Neural Autoregressive Density Estimation (NADE)

Use a neural network instead of logistic regression.

This may result in a lot of parameters. One way to simplify the number of parameters is to tie the weights. That is repeat the weights for the same parameter.

Repeated Weights to Minimize the Parameter Count

Using a single hidden layer with dimension \(d\), the number of parameters is \(O(nd)\).

RNADE

This is to model continuous data without discretizing it. This is done by making \(\hat{x}_i\) parameterize a continuous distribution. One example is using a mixture of \(K\) Gaussians.

Autoencoders vs Autoregressive Models

A vanilla autoencoder isn’t a generative model because it can’t be used to generate new data points.

An autoencoder doesn’t enforce an ordering on the input variables. If it does, it becomes an autoregressive model. To make the autoencoder a generative model, you have to make it correspond to a valid Bayesian Network (DAG).

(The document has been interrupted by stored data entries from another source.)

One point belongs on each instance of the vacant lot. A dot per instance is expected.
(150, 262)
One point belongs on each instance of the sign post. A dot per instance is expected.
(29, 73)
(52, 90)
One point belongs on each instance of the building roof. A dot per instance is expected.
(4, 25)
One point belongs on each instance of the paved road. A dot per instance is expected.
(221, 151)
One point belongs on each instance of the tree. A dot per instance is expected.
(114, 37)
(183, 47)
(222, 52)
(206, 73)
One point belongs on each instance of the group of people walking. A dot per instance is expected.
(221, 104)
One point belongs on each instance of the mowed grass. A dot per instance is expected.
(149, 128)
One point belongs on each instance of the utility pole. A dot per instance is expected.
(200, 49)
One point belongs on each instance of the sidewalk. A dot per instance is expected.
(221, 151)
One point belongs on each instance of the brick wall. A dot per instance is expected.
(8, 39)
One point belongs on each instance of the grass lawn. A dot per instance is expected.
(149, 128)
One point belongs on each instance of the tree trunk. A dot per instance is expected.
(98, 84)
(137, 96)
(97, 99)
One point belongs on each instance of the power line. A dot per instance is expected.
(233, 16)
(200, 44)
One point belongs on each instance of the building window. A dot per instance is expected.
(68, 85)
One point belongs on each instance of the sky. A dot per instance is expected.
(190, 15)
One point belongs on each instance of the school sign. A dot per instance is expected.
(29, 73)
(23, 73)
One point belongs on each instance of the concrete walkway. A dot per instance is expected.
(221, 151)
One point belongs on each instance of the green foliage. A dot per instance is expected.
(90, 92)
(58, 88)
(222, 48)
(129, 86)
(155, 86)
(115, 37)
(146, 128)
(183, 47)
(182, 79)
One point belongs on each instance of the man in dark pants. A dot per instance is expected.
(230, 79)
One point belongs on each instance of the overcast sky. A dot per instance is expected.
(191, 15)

Using masks (a masked autoencoder), you can enforce the DAG structure.

Recurrent Neural Networks (RNNs)

RNNs keep a summary of the previously seen history (the past random variables) and keep updating it as new information becomes available. The number of parameters is constant in terms of \(n\).

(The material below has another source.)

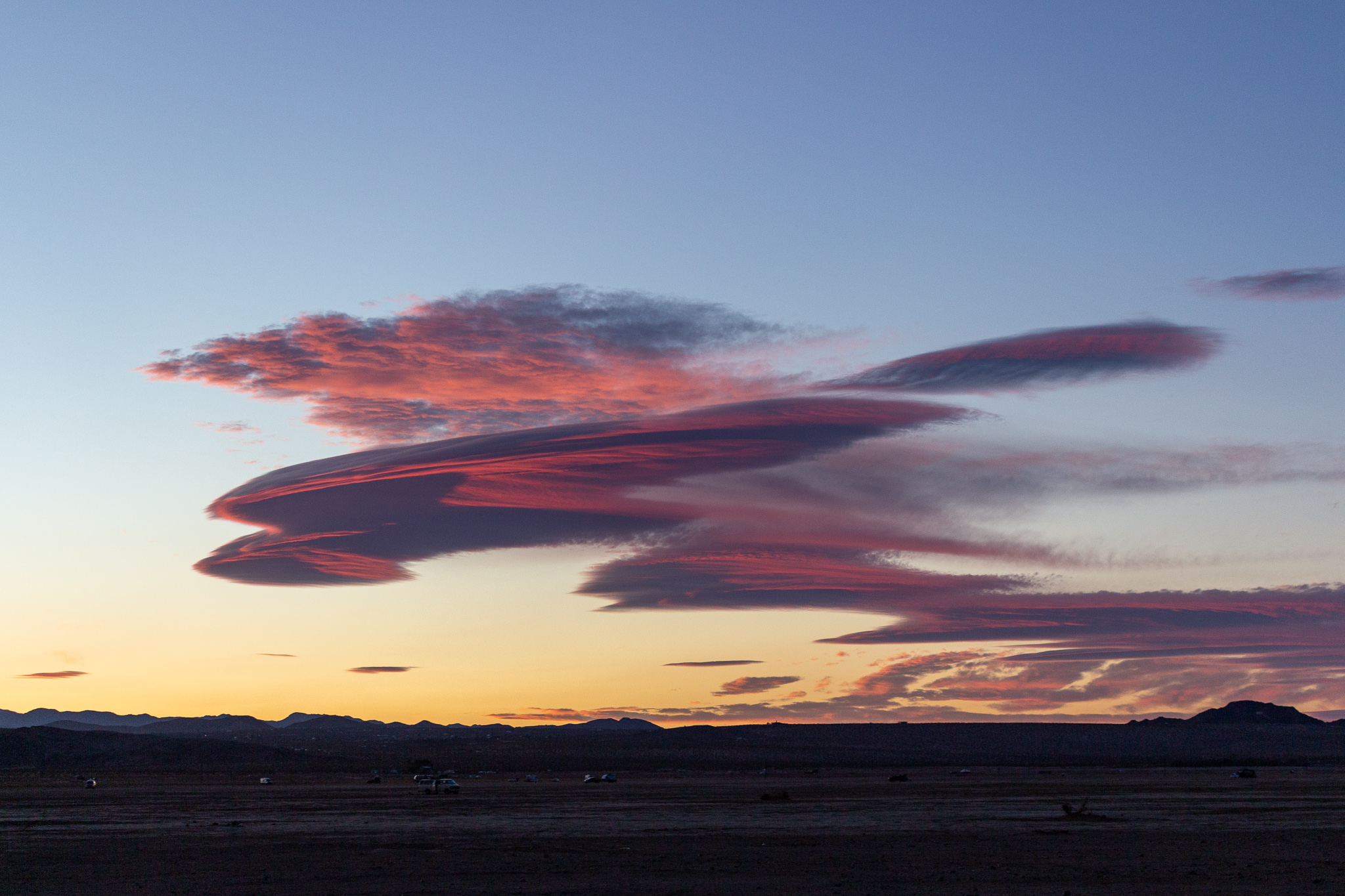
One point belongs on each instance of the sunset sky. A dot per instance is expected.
(694, 362)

They are very slow in training because the calculation is sequential. Another issue is using only a single vector to summarize all the history. This eases computation but is a huge assumption.

Attention-Based Models

Attention-based models can access the hidden vectors for all the previous tokens when predicting a new one. This is in contrast to the single vector used in RNNs.

This is done by comparing the set of query vectors with the new key vector. These values are then merged together based on some method that decides which query vectors to focus on more.

Attention-based Models

The merged vector is then used to predict the next token.

CNNs

To use them in autoregressive models, you have to make sure the convolutions respect your selected ordering and the model doesn’t peek into upcoming variables (pixels in the case of working on images). This can be done using masked convolutions.

Disadvantages of Autoregressive Models

They are very hard to use for representation learning and unsupervised learning.